Or, better yet, simply imply it.
Now, if I had my druthers, we'd go the other way. Pass legislation making tobacco sales illegal, but making exceptions for certain named companies. And you appoint a judge, or committee, or special master, etc, who has to sign off on any operational changes. And, if we end up with a boring, stagnant business along the lines of a utility, well, that's exactly what we're looking for! Books are wide open, so we will see if any money is going for product placement. (Online product placement is another wide open universe which is hard to get a handle on -- unless the books of the tobacco company are wide open).
Just to make it perfectly clear, I'm all in favor of free speech for movie companies. They can make smoking as villainous, as sexy, as whatever!, as they possibly wish. They just can't accept product placement money.

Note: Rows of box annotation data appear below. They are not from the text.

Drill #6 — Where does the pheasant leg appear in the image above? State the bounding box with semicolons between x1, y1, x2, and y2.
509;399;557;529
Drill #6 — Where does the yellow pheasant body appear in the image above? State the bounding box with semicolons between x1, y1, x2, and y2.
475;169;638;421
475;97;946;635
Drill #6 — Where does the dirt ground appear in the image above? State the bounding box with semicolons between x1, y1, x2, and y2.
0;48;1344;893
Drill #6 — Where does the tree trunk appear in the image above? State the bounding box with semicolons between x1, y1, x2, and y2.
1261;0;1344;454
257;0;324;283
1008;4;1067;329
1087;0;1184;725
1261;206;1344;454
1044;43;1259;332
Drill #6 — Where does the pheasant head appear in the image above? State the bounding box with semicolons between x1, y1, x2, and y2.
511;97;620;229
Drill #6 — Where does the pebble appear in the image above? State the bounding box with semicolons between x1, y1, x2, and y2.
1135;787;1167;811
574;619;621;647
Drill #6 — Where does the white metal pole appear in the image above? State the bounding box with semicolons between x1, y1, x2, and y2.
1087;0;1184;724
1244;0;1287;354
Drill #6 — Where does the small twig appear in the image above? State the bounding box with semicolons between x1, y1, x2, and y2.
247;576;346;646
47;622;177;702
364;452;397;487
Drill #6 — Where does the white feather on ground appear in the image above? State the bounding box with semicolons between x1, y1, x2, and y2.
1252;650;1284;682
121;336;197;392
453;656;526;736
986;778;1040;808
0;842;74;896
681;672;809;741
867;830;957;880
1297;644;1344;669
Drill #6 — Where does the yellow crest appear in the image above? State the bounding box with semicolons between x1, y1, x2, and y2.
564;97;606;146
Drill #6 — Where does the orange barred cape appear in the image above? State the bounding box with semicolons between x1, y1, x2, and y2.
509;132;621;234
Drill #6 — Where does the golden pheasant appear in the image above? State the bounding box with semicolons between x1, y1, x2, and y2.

And since movie companies are often disorganized on the financial side, it's so much easier to supervise the tobacco companies.
In a sense, we'd be calling tobacco companies on their bluff.
For a season, they seemed to love to say, hey, you can make tobacco illegal any time you want (which they know we weren't going to do), but while it's legal we have the same rights to advertise as any other business. Fine, since you bring it up, we're going to declare you a quasi-legal business, and we will regulate you. Maybe the artful way is that the previous legal advertising like magazine ads stay the same but slowly fade away, going to every other month, then every third month. Same text, same picture, almost like it's an artifact from the past.